Welche Organisationen oder Institutionen werden genannt?

Sächsisches Gesundheitsministerium, Petra Köpping, Sachsen.

Wann ist das Ereignis passiert?

Das beschriebene Ereignis fand im Zeitraum der Grippesaison 2025/26 statt.
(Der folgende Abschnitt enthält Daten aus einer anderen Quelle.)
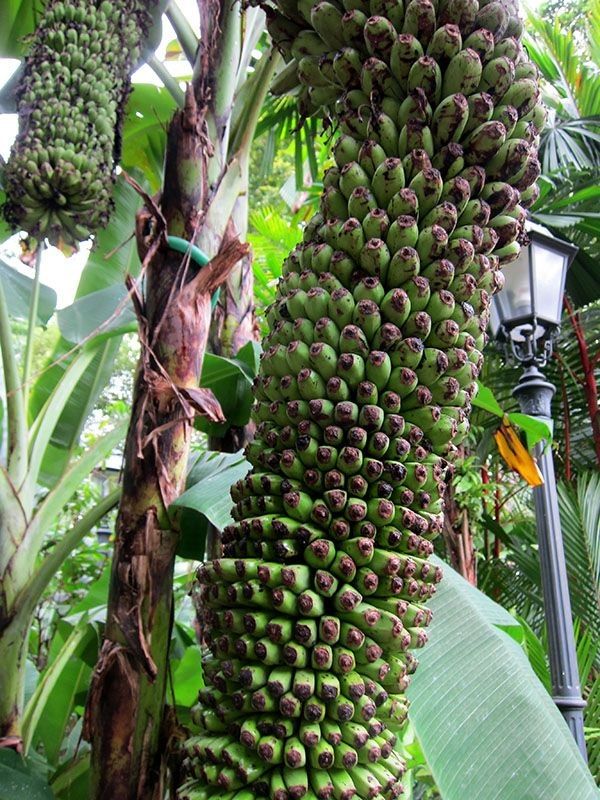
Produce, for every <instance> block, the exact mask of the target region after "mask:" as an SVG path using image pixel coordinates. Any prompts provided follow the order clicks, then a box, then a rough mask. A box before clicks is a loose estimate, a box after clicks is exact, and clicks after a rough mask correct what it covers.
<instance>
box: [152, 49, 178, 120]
mask: <svg viewBox="0 0 600 800" xmlns="http://www.w3.org/2000/svg"><path fill="white" fill-rule="evenodd" d="M146 63H147V64H148V66H149V67H151V69H152V70H153V71H154V73H155V74H156V76H157V77H159V78H160V79H161V81H162V83H163V86H164V87H165V89H166V90H167V91H168V92H169V94H170V95H171V97H172V98H173V100H175V102H176V103H177V105H178V107H179V108H183V107H184V105H185V95H184V93H183V91H182V89H181V87H180V86H179V83H178V81H177V80H176V79H175V78H174V77H173V76H172V75H171V73H170V72H169V70H168V69H167V68H166V67H165V65H164V64H163V63H162V61H159V59H158V58H157V57H156V56H155V55H154V54H153V55H151V56H150V57H149V58H148V60H147V62H146Z"/></svg>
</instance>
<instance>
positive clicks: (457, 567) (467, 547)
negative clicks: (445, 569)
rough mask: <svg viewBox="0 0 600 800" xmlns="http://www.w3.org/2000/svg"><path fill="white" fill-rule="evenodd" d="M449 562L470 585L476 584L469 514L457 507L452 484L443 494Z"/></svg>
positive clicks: (475, 567) (447, 551)
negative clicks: (469, 583) (469, 523)
mask: <svg viewBox="0 0 600 800" xmlns="http://www.w3.org/2000/svg"><path fill="white" fill-rule="evenodd" d="M442 535H443V537H444V542H445V544H446V550H447V553H448V558H449V561H450V564H451V565H452V566H453V567H454V569H455V570H456V571H457V572H458V573H460V574H461V575H462V576H463V578H464V579H465V580H467V581H469V583H470V584H471V585H472V586H477V557H476V552H475V547H474V546H473V536H472V535H471V530H470V527H469V515H468V512H467V510H466V509H465V508H462V509H461V508H459V507H458V504H457V503H456V500H455V497H454V491H453V488H452V484H451V483H449V484H448V488H447V489H446V494H445V496H444V528H443V531H442Z"/></svg>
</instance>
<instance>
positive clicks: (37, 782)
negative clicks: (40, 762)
mask: <svg viewBox="0 0 600 800" xmlns="http://www.w3.org/2000/svg"><path fill="white" fill-rule="evenodd" d="M53 797H54V795H53V793H52V791H51V789H50V787H49V786H48V784H47V783H46V781H45V780H44V779H43V778H41V777H40V776H39V775H36V774H35V772H34V771H33V769H32V767H31V764H30V763H29V762H27V761H25V760H23V759H22V758H21V756H20V755H18V754H17V753H16V752H15V751H14V750H9V749H8V748H0V800H53Z"/></svg>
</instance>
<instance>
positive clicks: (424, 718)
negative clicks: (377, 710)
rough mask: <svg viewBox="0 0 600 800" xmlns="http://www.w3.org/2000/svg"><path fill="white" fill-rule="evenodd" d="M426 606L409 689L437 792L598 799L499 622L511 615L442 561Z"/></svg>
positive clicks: (462, 798) (529, 665) (548, 696)
mask: <svg viewBox="0 0 600 800" xmlns="http://www.w3.org/2000/svg"><path fill="white" fill-rule="evenodd" d="M432 608H433V610H434V619H433V622H432V625H431V637H430V643H429V644H428V645H427V646H426V648H425V649H424V650H423V653H422V657H421V658H420V661H421V665H420V667H419V669H418V671H417V673H416V675H415V678H414V682H413V685H412V686H411V688H410V689H409V692H408V696H409V698H410V700H411V719H412V722H413V725H414V727H415V729H416V732H417V735H418V736H419V739H420V741H421V745H422V747H423V751H424V753H425V756H426V758H427V761H428V763H429V766H430V767H431V770H432V772H433V775H434V777H435V780H436V783H437V785H438V787H439V790H440V793H441V795H442V797H443V798H444V800H482V798H485V800H516V798H519V800H539V798H542V797H543V798H546V797H547V798H551V797H556V798H558V797H573V798H575V797H577V798H578V800H592V798H594V799H595V800H597V797H598V790H597V788H596V787H595V785H594V782H593V780H592V777H591V775H590V773H589V771H588V770H587V768H586V766H585V764H584V763H583V760H582V759H581V756H580V755H579V752H578V750H577V747H576V745H575V743H574V740H573V739H572V737H571V734H570V732H569V729H568V728H567V726H566V724H565V722H564V720H563V719H562V717H561V715H560V713H559V712H558V710H557V708H556V706H555V705H554V704H553V702H552V700H551V698H550V697H549V695H548V694H547V692H546V690H545V689H544V687H543V686H542V684H541V683H540V682H539V681H538V679H537V678H536V677H535V674H534V673H533V671H532V670H531V667H530V665H529V663H528V661H527V658H526V656H525V654H524V653H523V651H522V649H521V648H520V647H519V645H518V644H517V643H516V642H515V641H514V640H513V639H512V638H511V637H509V636H507V634H506V633H505V632H504V631H503V630H501V629H499V627H498V626H499V625H501V626H502V627H504V626H511V625H513V626H514V625H517V624H518V623H517V621H516V620H515V619H514V618H512V617H511V616H510V615H509V614H508V612H506V611H505V610H504V609H502V608H501V607H500V606H497V605H496V604H495V603H493V602H492V601H491V600H489V598H487V597H485V596H484V595H482V594H481V593H480V592H478V591H477V590H476V589H474V588H473V587H471V586H470V585H469V584H467V582H466V581H464V580H463V579H462V578H461V577H460V576H459V575H458V574H457V573H455V572H454V571H453V570H452V569H451V568H450V567H447V566H446V567H445V577H444V580H443V581H442V583H441V584H440V587H439V591H438V595H437V596H436V598H434V600H433V601H432ZM492 753H493V757H491V754H492Z"/></svg>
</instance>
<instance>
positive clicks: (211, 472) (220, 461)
mask: <svg viewBox="0 0 600 800" xmlns="http://www.w3.org/2000/svg"><path fill="white" fill-rule="evenodd" d="M249 470H250V464H249V463H248V462H247V461H246V459H245V458H244V456H243V455H242V453H241V452H240V453H214V452H209V453H204V454H202V455H201V456H199V457H198V459H197V460H196V462H195V463H194V465H193V466H192V468H191V470H190V472H189V475H188V480H187V487H188V488H187V489H186V491H185V492H184V493H183V494H182V495H180V496H179V497H178V498H177V500H175V502H174V503H173V504H172V505H171V508H172V509H183V513H182V515H181V521H180V526H181V538H180V542H179V546H178V548H177V554H178V555H179V556H182V557H183V558H195V559H202V558H203V557H204V543H205V540H206V532H207V529H208V525H209V523H210V524H212V525H214V526H215V528H218V529H219V530H222V529H223V528H224V527H225V526H226V525H228V524H230V523H231V522H232V518H231V514H230V511H231V497H230V496H229V489H230V487H231V485H232V484H233V483H235V481H237V480H239V479H240V478H243V477H244V476H245V475H246V474H247V473H248V471H249Z"/></svg>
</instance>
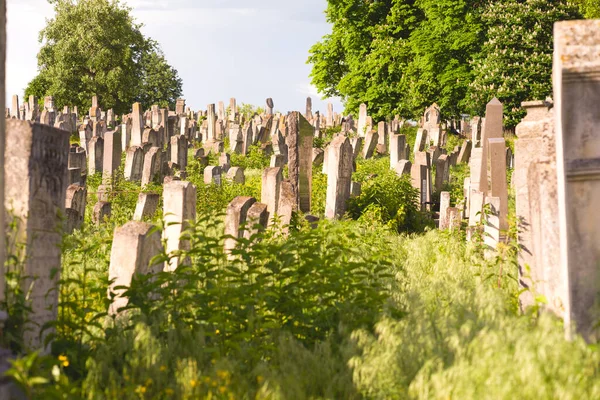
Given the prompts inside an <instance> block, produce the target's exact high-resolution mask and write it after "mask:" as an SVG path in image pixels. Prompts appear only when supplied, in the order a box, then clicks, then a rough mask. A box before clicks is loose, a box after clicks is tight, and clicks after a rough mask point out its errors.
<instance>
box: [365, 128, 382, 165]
mask: <svg viewBox="0 0 600 400" xmlns="http://www.w3.org/2000/svg"><path fill="white" fill-rule="evenodd" d="M378 140H379V134H378V133H377V132H367V133H366V134H365V145H364V147H363V158H364V159H365V160H368V159H369V158H371V157H373V153H375V148H376V147H377V141H378Z"/></svg>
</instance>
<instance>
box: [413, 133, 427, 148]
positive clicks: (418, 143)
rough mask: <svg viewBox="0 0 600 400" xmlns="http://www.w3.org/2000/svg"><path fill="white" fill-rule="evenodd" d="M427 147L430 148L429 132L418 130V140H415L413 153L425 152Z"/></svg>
mask: <svg viewBox="0 0 600 400" xmlns="http://www.w3.org/2000/svg"><path fill="white" fill-rule="evenodd" d="M426 146H428V143H427V131H426V130H425V129H419V130H417V138H416V139H415V147H414V149H413V153H417V152H419V151H424V150H425V147H426Z"/></svg>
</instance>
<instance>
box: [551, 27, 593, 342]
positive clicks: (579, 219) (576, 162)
mask: <svg viewBox="0 0 600 400" xmlns="http://www.w3.org/2000/svg"><path fill="white" fill-rule="evenodd" d="M599 49H600V20H586V21H568V22H557V23H556V24H555V25H554V67H553V68H554V75H553V82H554V115H555V118H556V154H557V168H556V170H557V175H558V205H559V207H558V210H559V219H558V220H559V226H560V243H561V246H560V247H561V262H560V264H559V265H560V266H562V268H566V271H565V270H564V269H563V271H564V272H563V280H564V282H565V283H566V286H567V288H568V291H567V293H566V295H565V296H564V297H565V304H564V309H565V314H564V315H565V326H566V327H567V329H568V330H569V331H571V330H572V329H573V328H576V329H577V331H578V332H579V333H581V334H582V335H583V337H584V338H586V339H587V340H590V341H596V340H598V339H599V337H600V335H599V331H598V325H597V323H598V320H600V308H598V304H600V290H599V282H600V268H598V261H599V260H600V246H598V243H600V229H598V226H600V213H598V212H597V209H596V203H597V199H599V198H600V157H599V155H600V135H599V134H598V127H599V126H600V113H599V112H598V104H599V103H600V56H599Z"/></svg>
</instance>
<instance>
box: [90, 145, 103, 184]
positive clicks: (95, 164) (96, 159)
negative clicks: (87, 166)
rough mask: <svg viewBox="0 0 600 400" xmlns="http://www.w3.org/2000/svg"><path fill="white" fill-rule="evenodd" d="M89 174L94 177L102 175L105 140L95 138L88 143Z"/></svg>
mask: <svg viewBox="0 0 600 400" xmlns="http://www.w3.org/2000/svg"><path fill="white" fill-rule="evenodd" d="M87 151H88V173H89V174H90V175H94V174H96V173H102V171H103V167H102V163H103V161H104V139H102V138H101V137H98V136H96V137H93V138H92V139H91V140H90V142H89V143H88V149H87Z"/></svg>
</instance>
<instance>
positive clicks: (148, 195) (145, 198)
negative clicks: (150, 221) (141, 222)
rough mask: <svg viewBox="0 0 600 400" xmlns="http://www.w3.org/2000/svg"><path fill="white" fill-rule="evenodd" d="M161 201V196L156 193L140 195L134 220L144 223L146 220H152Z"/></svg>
mask: <svg viewBox="0 0 600 400" xmlns="http://www.w3.org/2000/svg"><path fill="white" fill-rule="evenodd" d="M159 201H160V195H158V194H156V193H144V192H142V193H140V194H139V195H138V201H137V203H136V205H135V212H134V214H133V220H134V221H142V220H143V219H144V218H152V216H153V215H154V214H155V213H156V210H157V208H158V202H159Z"/></svg>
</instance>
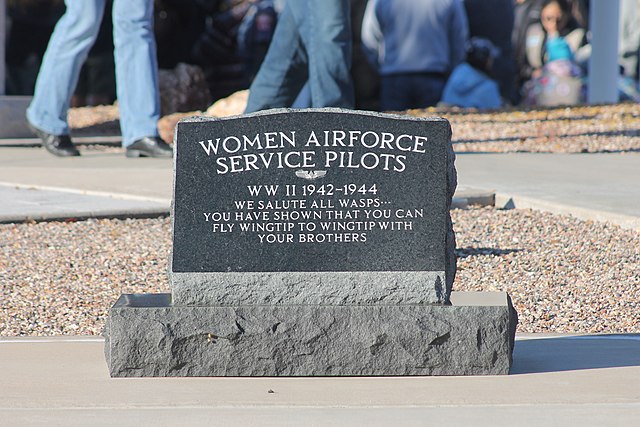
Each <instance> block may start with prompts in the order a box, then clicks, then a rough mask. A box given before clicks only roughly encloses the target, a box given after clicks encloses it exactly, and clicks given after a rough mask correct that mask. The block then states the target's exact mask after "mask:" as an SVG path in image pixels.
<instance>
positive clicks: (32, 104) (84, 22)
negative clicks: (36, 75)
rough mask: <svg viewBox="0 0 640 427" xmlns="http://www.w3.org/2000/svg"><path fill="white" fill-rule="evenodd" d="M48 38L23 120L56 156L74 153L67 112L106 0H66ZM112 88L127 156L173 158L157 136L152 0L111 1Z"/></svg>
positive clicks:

Weitere spezifische Daten wurden nicht erwähnt.

Wo spielt die Handlung des Artikels?

Dresden

Worum geht es in einem Satz?

Das sächsische Gesundheitsministerium ruft anlässlich der Grippesaison 2025/26 zur Influenza-Impfung auf, da die Impfquoten gesunken sind und die vergangene Saison mit 202 Todesfällen einen Höchstwert erreichte.

Was war der Auslöser für den Vorfall?

  • Beginn der Grippesaison 2025/26
  • Aufruf zur Schutzimpfung durch das Gesundheitsministerium Sachsen
  • Abnehmende Impfquoten in den letzten Jahren
  • Hohe Zahl an Influenza-Erkrankungen in der Vorsaison 2024/25
  • Rekordzahl von 202 Todesfällen in der vergangenen Grippesaison
  • Höherer Anteil der Verstorbenen über 70 Jahre alt
  • Leichter Anstieg der Meldezahlen für Influenza- und RS-Viren seit Ende August
  • Beispiel eines Influenzatodesfalls eines 67-Jährigen mit Vorerkrankungen
  • Empfehlung der Impfung für Risikogruppen

Wie hat die Öffentlichkeit oder Politik reagiert?

  • Gesundheitsministerium Sachsen ruft zur Grippeschutzimpfung auf
  • Gesundheitsministerin Petra Köpping betont Schwere der Influenza
  • Impfquoten in den letzten Jahren gesunken
  • Vorsaison 2024/25: über 44.000 Influenza-Erkrankungen
  • Höchstwert von 202 Todesfällen in der vergangenen Grippesaison
  • 81% der Verstorbenen über 70 Jahre alt
  • Meldezahlen für Influenza- und RS-Viren zeigen leichten Anstieg
  • Günstiger Zeitpunkt für Impfung: Anfang November bis Mitte Dezember
  • Impfung empfohlen für Senioren, chronisch Kranke, Schwangere, medizinisches Personal
  • Hygieneregeln wie Händewaschen und Niesetikette empfohlen

Welche Konsequenzen werden genannt?

  • Rückgang der Impfquoten in den letzten Jahren
  • Höchstwert an Todesfällen in der vergangenen Grippesaison
  • Überwiegende Mehrzahl der Verstorbenen über 70 Jahre alt
  • Anstieg der Influenza- und RS-Viren-Meldungen seit Ende August
  • Empfohlene Impfzeit zwischen Anfang November und Mitte Dezember
  • Empfehlungen zur Impfung für Senioren, chronisch Kranke, Schwangere und medizinisches Personal
  • Betonung der Hygieneregeln zur Virenverhinderung

Gibt es bereits eine Stellungnahme?

Ja, im Artikel wird eine Stellungnahme von Gesundheitsministerin Petra Köpping zitiert, die betont, dass die Influenza keine harmlose Erkältung sei und die Impfquoten in den letzten Jahren kontinuierlich gesunken seien.